Since the explosion of plastic consumption and production starting in the 1950s, billions of tons of plastics have been produced, and microplastics form during the manufacturing, product use, and breakdown of plastics¹. Due to microplastics being released during the entire product life cycle, people are exposed to microplastics in our air, food, and water. Awareness of microplastics in water and consideration for the effects are relatively recent issues of importance for those concerned with the environment and sustainability. While little is known about the effects of this waste, many responsible manufacturing companies are choosing to take steps to mitigate and reduce their output of microplastics to minimize the environmental footprint of plastics.

In industry, the current methods to measure microplastics lack standardization, are highly prone to contamination, and do not measure small enough particles. Nike recently released a case study, “Measuring and Controlling Microparticles in Textile Wastewater” leveraging Particle Measuring Systems’ (PMS) Liquilaz® II particle counter to count microplastics. Authored by John H. Rydzewski, Richard Woodling, and Yue Yang, the paper discusses the goal to minimize microplastics in aquatic systems while validating the results through the LiQuilaz II particle counter. The authors of this paper propose a new approach of measurement and filtration that has the opportunity to reduce the microplastics that end up in our water.  This alternative method would allow manufacturers to measure particles in treated textile water continuously for particles that are as small as 2.0 microns².

Nike chose to include the Liquilaz II particle counter in their solution because of its proven accuracy in high-tech industries and ability to reliably count to 2.0 micron particles. Helping Nike reduce microplastic pollution aligns well with the values of Particle Measuring Systems. PMS has a Roadmap to Net Zero and is concerned with environmental issues such as clean water. Because of this alignment in values, the PMS team provided support to the Nike team in their case study to help verify and quantify their manufacturing improvements using the Liquilaz II particle counter. The PMS team also provided assistance in outfitting the Liquilaz II particle counter with an integrated SLS-2000 Syringe Sampling System in order to draw in samples from a beaker using a vacuum. The Liquilaz II particle counter is typically a continuous (24/7), online, flow-through particle counter, but the addition of the sampler enabled the authors to use the particle counter in a laboratory setting, taking individual measurements of specified samples. This system of instruments allowed the Nike team to perform this experiment and minimize potential contamination.

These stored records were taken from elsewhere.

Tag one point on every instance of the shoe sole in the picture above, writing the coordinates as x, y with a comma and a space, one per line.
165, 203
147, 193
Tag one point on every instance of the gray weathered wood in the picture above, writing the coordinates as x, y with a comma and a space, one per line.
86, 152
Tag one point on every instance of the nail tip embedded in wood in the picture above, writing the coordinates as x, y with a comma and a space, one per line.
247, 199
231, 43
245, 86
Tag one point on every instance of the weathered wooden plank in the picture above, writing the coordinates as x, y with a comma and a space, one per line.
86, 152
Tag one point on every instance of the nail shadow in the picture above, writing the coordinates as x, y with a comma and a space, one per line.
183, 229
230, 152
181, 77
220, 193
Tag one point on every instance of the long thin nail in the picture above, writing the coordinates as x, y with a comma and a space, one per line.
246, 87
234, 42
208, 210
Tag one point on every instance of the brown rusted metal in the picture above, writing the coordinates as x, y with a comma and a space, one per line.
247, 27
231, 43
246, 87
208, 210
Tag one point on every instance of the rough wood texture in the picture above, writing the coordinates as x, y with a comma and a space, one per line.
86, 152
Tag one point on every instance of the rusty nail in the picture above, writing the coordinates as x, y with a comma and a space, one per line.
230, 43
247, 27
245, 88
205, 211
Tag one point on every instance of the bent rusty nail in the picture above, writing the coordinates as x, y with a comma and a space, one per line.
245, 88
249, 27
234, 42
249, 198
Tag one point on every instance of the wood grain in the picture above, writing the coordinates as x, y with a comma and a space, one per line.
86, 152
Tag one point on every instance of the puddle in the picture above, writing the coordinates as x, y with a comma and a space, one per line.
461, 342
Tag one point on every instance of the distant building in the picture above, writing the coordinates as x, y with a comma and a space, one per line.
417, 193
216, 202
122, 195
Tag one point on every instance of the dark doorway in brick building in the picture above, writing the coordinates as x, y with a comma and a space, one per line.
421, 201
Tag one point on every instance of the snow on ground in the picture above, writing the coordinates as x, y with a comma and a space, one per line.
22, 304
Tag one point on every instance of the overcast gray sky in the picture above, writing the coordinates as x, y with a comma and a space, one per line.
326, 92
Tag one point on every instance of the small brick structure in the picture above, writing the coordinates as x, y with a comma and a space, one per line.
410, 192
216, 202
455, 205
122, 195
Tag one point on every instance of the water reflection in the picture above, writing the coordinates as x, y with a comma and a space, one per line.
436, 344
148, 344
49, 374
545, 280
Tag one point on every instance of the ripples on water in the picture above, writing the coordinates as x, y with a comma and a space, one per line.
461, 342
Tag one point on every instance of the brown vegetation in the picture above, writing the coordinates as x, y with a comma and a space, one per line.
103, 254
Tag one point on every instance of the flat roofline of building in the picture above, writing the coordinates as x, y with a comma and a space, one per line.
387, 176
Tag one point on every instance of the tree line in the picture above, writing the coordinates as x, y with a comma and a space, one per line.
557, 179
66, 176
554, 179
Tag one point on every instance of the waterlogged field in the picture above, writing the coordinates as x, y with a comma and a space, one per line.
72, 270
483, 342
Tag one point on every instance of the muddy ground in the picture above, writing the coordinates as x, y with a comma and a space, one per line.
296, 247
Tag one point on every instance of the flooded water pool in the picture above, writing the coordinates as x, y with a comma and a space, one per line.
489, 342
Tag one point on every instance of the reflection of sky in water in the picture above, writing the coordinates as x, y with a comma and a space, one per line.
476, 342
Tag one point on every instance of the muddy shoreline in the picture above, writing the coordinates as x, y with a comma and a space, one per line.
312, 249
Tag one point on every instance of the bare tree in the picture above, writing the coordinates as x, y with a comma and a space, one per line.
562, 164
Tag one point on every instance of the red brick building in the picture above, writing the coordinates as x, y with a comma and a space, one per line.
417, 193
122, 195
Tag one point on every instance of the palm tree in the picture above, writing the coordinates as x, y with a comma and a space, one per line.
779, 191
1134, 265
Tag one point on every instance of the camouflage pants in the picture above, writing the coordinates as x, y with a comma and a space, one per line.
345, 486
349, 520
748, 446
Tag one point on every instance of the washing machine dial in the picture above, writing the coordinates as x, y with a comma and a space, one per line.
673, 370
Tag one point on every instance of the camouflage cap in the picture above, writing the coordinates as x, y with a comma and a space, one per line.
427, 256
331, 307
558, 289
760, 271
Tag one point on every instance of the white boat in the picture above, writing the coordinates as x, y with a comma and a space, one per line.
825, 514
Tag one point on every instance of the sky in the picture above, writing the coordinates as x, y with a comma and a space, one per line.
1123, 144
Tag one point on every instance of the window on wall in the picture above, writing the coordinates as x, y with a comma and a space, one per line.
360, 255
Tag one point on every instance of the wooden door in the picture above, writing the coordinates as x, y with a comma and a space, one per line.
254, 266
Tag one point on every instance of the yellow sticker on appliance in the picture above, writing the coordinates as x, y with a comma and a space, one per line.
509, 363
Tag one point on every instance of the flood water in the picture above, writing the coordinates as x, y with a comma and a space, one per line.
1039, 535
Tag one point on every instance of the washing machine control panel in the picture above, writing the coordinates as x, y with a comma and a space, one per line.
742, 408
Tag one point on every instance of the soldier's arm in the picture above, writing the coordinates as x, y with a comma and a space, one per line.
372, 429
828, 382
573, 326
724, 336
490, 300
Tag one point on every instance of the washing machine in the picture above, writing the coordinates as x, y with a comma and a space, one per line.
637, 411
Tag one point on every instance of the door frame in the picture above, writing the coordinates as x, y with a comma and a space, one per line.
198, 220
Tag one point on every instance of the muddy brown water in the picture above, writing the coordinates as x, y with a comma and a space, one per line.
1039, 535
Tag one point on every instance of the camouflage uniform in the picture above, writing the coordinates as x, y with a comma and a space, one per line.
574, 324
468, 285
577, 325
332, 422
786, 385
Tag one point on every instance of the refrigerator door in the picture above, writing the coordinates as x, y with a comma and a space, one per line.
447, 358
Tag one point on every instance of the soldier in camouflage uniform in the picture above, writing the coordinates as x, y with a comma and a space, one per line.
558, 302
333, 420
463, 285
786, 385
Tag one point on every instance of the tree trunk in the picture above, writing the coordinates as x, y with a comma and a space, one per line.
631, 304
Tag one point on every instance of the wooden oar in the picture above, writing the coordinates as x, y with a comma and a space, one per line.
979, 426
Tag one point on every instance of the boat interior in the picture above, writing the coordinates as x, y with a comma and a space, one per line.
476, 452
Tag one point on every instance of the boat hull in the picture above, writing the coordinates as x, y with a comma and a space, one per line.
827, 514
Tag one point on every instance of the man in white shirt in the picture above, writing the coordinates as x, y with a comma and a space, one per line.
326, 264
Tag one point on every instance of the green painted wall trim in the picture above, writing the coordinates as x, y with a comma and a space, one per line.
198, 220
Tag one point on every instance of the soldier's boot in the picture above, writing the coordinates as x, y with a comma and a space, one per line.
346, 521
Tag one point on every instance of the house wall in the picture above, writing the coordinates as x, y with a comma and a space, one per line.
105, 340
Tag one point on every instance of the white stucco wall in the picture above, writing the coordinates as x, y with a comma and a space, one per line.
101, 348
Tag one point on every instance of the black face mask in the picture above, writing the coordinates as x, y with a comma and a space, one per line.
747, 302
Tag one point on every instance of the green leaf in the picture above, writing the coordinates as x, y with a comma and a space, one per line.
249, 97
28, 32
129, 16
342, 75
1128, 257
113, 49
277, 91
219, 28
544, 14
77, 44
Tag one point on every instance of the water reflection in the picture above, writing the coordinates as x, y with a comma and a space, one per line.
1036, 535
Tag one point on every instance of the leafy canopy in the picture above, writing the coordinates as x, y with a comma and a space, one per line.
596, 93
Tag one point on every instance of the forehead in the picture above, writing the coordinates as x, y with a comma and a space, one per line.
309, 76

Using these liquid particle counters, Nike collected significant data on microparticles in textile wastewater and made significant conclusions about filtration and particle counting as the future of managing the release of microplastics from textile manufacturing. Rydzewski et. al. were able to demonstrate that the particle counts, total suspended solids (TSS), and total solids (TS) had no correlation, illustrating the need to shift away from mass-based standards of measuring microparticles. This shift would also have the benefit of better aligning with the global discussion of the impact of microparticles: typically talked about in relation to discrete particles rather than a mass of particles. The Nike team also concluded that a membrane bioreactor (MBR) or clarifier in combination with downstream ultrafiltration (UF) would remove almost all the microparticles from textile mill wastewater, preventing their release into the environment. In addition, the LiQuilaz® II particle counter in an inline configuration, post-filtration system would help maintain the membrane and filtration integrity of the system to ensure its continued efficacy.

 

 

 

1  US Department of Commerce, N. O. and A. A. (2016, April 13). What are Microplastics?. NOAA’s National Ocean Service. https://oceanservice.noaa.gov/facts/microplastics.html#:~:text=Most%20plastics%20in%20the%20ocean,through%20waterways%20into%20the%20ocean.

2  Rydzewski, John & Woodling, Richard & Yang, Y. (2022). Measuring and Controlling Microparticles in Textile Wastewater. 10.13140/RG.2.2.22784.10246.